Why Open Innovation is unstoppable

Henrik Stamm Kristensen

This Ted Talk I post is a bit old, however in my opinion, it remains extremely current. Charles Leadbeater is the author of We-Think: Mass innovation, not mass production: The Power of Mass. In the video, he explains why open innovation is the future. Users and  community’s innovation is unstoppable despite all the obstacles that it finds.

Firstly, he uses the example of mountain bikes to explain how users create a product they wanted 15 years before the big bike companies realized that there was a market for it.
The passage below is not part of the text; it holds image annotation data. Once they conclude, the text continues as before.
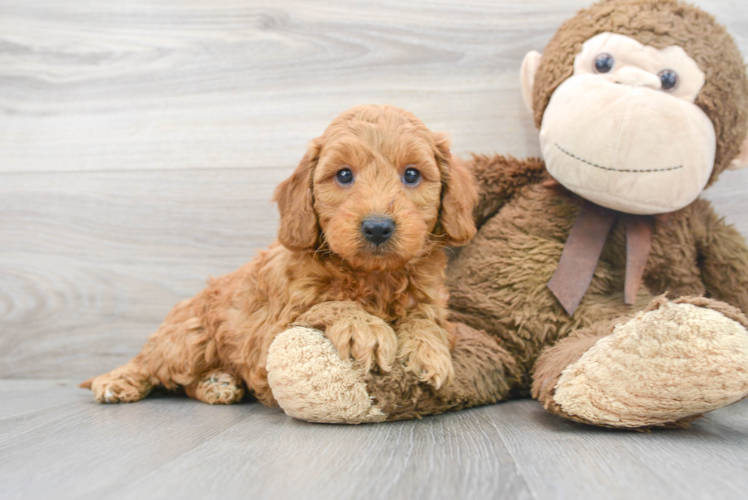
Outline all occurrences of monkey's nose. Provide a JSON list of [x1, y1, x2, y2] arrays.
[[361, 216, 395, 246]]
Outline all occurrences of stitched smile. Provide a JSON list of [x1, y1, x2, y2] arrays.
[[554, 143, 683, 173]]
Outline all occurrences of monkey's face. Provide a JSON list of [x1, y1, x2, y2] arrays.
[[528, 33, 716, 214]]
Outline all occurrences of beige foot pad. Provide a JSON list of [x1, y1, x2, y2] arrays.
[[267, 327, 386, 424], [553, 302, 748, 427]]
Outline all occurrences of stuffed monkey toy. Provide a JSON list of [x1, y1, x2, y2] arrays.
[[267, 0, 748, 429]]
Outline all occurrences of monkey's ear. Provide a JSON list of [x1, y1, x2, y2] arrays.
[[275, 140, 320, 250], [727, 135, 748, 170], [519, 50, 542, 113], [434, 134, 478, 247]]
That happened, according to Leadbeater, because users had an incentive that big corporations hadn’t.  They were tired of the traditional products they were offered so they decided to create a new one.

This practical case shows that creativity and innovation are not something driven by special people in special places thinking about special ideas, while consumers are passive and just can say yes or no to the invention. According to Leadbeater, innovation doesn’t occur only in the laboratories of large companies or garages. And neither does it arise spontaneously from people whom we consider geniuses. Innovation comes from collaboration and it is the result of a cumulative process.

Traditional labs vs open innovation spaces

He thinks that the traditional vision of big companies, creating places like R&D parks and looking for more special people, has always been wrong. Creativity is highly collaborative and interactive. In addition, he thinks that big corporate structures aren’t taught to foster innovation. Innovation means uncertainty,  not direct profits. He explains that the more radical the innovation, the higher the degree of uncertainty.

Passionate amateurs don’t think in terms of direct profits. Passion moves them. They have the skills, they invest time… and they get results. And this is the potential of Open Innovation: consumption expresses production potential.

These user-innovators don’t think they are doing important stuff or something that matters. But, as consumers, they are creating something they wont. Leadbeater argues that the best competitor against monopolies is consumer driven innovation.  He believes that people are interested in participating and that it will be a huge movement.